Uğursuz 2020 yılı bu gece yarısından sonra def olup gidiyor.

Yoksullaşan bir Türkiye’de yaşıyoruz.

Ülkemiz işçinin, çiftçinin, emeklinin, memurun çile çektiği bir yere döndü. Hele işsizler... İş bulamadıkları için ailelerini doyuramayan o talihsizler... Milyonlarca işsizin cehennemi haline geldi memleket...

“Beyin göçü” ayrı bir dram...

Ülkemizi geleceğe taşıyacak olan pırıl pırıl gençler Batı ülkelerine göç etmenin yollarını arıyor. Neden?
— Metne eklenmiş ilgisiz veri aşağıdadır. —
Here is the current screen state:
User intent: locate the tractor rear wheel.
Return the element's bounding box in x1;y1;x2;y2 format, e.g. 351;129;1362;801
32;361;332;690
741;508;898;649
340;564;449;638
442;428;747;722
Çünkü ekonomik ve siyasi çalkantılar, insanlarımızı kutuplaştıran politik kavgalar, gençlerimizin umutlarını yok etti... Fırsatını bulan, istikbalini yurt dışında aramaya gidiyor! Ülkemiz için büyük kayıp bu...

★★★

Bugün yılın son günü... Yarın yeni yıla, yeni bir umutla başlayacağız.
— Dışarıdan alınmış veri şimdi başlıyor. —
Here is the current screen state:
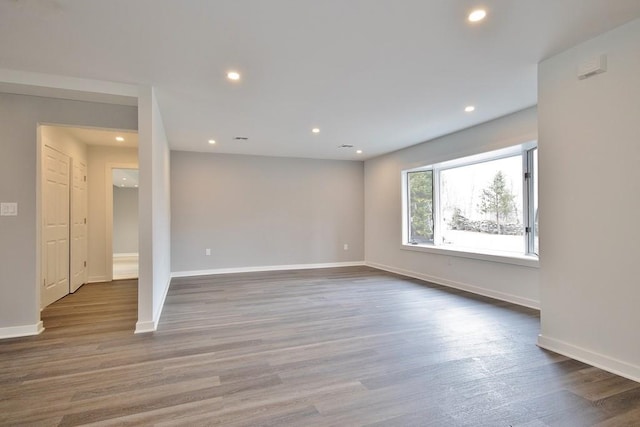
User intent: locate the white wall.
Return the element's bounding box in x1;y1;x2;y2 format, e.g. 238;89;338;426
87;145;138;282
539;20;640;381
0;93;137;338
113;186;138;254
136;86;171;333
171;151;364;273
365;108;540;307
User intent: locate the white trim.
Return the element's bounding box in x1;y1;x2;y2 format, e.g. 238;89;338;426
134;277;171;334
153;275;171;331
0;68;138;106
538;334;640;382
133;320;156;334
171;261;365;277
0;321;44;339
113;252;138;258
400;243;540;268
365;261;540;310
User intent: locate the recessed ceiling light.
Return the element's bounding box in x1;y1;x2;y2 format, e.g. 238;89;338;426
469;9;487;22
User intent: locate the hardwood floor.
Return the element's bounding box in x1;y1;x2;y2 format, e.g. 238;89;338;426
0;267;640;427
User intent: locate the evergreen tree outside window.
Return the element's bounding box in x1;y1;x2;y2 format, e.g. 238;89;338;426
405;144;538;256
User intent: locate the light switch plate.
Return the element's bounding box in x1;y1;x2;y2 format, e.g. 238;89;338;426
0;203;18;216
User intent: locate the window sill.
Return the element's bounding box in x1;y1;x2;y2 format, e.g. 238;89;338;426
400;243;539;268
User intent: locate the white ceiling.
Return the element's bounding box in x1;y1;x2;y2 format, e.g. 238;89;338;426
0;0;640;159
111;169;140;188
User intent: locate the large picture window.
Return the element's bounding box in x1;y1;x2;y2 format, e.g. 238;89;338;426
403;144;538;255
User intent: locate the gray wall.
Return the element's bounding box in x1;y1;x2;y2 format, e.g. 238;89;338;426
538;20;640;381
113;186;138;254
0;94;137;332
171;151;364;272
365;108;540;307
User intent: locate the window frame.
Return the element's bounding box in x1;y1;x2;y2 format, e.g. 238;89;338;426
401;141;538;267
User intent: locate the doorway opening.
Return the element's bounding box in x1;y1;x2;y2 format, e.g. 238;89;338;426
38;124;138;309
111;168;139;280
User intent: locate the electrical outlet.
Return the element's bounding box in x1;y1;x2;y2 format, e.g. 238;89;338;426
0;203;18;216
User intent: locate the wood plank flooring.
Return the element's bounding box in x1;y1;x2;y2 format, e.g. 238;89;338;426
0;267;640;427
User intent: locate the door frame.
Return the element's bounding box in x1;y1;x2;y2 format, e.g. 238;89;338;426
104;162;140;282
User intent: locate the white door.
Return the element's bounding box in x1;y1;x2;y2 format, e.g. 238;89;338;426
42;146;70;307
69;159;87;292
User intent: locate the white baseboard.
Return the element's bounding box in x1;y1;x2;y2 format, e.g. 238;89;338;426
365;262;540;310
113;252;138;259
171;261;365;277
134;276;171;334
538;334;640;382
0;321;44;339
134;320;156;334
153;275;171;330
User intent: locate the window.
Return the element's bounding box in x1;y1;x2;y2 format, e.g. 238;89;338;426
403;144;538;256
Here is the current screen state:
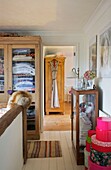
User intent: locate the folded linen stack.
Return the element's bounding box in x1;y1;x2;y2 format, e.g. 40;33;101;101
88;117;111;170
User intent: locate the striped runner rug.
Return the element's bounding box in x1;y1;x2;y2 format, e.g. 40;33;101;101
27;140;62;158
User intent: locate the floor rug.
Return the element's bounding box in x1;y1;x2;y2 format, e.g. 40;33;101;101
27;140;62;158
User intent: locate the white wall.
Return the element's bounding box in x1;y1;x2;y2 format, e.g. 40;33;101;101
85;0;111;115
0;113;23;170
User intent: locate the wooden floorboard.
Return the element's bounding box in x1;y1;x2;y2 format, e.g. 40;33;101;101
23;131;84;170
43;102;71;131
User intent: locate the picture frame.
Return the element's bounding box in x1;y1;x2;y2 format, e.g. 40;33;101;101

Okurlarımdan, eşten ve dosttan “2021 kutlu ve mutlu olsun” mealinde çok sayıda “yeni yıl mesajı” geldi.

Ben de tüm okurlarımın ve dostlarımın yeni yılını kutluyorum.

Gelen mesajlar arasında Mehmet Memiş Hoca’nın gönderdiği yeni yıl kutlaması da vardı.

Bu bana eski yıllardaki ilginç bir anıyı hatırlattı... Bugün sizlere onu anlatmak istiyorum.

★★★

Toplumun iyi tanıdığı Mehmet Memiş Hoca’yı ben de uzun yıllardır tanırım...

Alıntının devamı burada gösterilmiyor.